MicroPerf: November 2016

Thursday, November 17, 2016

SSE in a loop - finding the first instance of an integer in an unsorted list.

Eventually we will need to control program flow from SSE2.

Generally getting data into or out of the XMM registers is a little difficult. Controlling program flow will generally require data in one of the general purpose registers.

_mm_cvtsi128_si32 will happily copy a single 32bit number out of a register.

More useful from a performance perspective are the operations that extract data from a larger portion of the XMM register.

_mm_movemask_epi8 and _mm_movemask_ps collect the most significant bits of the contained numbers. The most significant bit of a float or double is the sign bit. The XMM comparison routines will set numbers to all zeros or all ones, so the most significant bit will be the simple comparison result.

Some problems come up over and over again. These are worth looking at further.

Finding a particular number in an unsorted list happens a lot...

const int * FindInt_ANSI(const int iToSearchFor, const int * const plistOrig, const int cListOrig)
{
    int cListRemaining = cListOrig;
    const int *pi = plistOrig;
    while (cListRemaining > 0)
    {
        if (iToSearchFor == *pi)
        {
            return pi;
        }
        pi++;
        cListRemaining--;
    }
    return nullptr;
}
This is just a simple linear search. We can make a better simple linear search.
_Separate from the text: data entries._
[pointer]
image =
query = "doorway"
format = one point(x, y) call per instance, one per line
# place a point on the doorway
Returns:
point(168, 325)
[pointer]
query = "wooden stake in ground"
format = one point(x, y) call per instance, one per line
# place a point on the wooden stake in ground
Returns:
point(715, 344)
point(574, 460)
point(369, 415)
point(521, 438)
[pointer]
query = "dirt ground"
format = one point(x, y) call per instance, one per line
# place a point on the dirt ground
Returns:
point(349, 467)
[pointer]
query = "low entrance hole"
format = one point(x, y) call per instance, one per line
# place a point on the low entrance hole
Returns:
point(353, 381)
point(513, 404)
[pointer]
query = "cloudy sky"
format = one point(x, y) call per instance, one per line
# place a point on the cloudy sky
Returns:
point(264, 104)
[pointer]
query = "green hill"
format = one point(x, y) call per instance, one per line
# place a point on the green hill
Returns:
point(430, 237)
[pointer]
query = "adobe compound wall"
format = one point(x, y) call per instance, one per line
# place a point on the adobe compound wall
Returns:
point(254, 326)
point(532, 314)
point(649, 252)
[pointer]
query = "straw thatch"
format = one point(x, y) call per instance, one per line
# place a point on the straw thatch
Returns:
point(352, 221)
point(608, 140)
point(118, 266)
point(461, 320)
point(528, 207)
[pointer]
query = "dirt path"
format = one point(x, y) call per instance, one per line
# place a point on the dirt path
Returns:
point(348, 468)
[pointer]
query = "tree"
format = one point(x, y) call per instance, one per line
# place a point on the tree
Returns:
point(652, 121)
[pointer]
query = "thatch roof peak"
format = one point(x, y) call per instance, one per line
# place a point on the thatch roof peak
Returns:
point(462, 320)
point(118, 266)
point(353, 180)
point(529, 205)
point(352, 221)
__forceinline __m128i m128i_from_ints(const int *pInts)
{
    return _mm_loadu_si128(reinterpret_cast<const __m128i *>(pInts));
}
__forceinline int _mm_movemask_epi32(__m128i a)
{
    return _mm_movemask_ps(_mm_castsi128_ps(a));
}

const int * __cdecl FindInt_SSE2(const int iToSearchFor, const int * const plistOrig, const int cListOrig)
{
#if DBG
    const int *dbgAnsiResult = FindInt_ANSI(iToSearchFor, plistOrig, cListOrig);
#endif // DBG
    const int * pi = plistOrig;
    int cListRemaining = cListOrig;
    if (cListRemaining >= 4)
    {
        __m128i miToSearchFor = _mm_set1_epi32(iToSearchFor);
        do
        {
            __m128i mFourInts = m128i_from_ints(pi);
            int iMoveMaskRet = _mm_movemask_epi32(_mm_cmpeq_epi32(mFourInts, miToSearchFor));
            if (iMoveMaskRet)
            {
                ULONG ulIndexBit;
                _BitScanForward(&ulIndexBit, iMoveMaskRet);
                const int * piRet = pi + ulIndexBit;
                ASSERT(dbgAnsiResult == piRet);
                return piRet;
            }
            pi += 4;
            cListRemaining -= 4;
        } while (cListRemaining >= 4);
    }
    const int * piRet = FindInt_ANSI(iToSearchFor, pi, cListRemaining);
    ASSERT(dbgAnsiResult == piRet);
    return piRet;
}

It's worth mentioning a couple things about this. The SSE2 instruction set does not have every possible variant of the instructions. We often need to be clever.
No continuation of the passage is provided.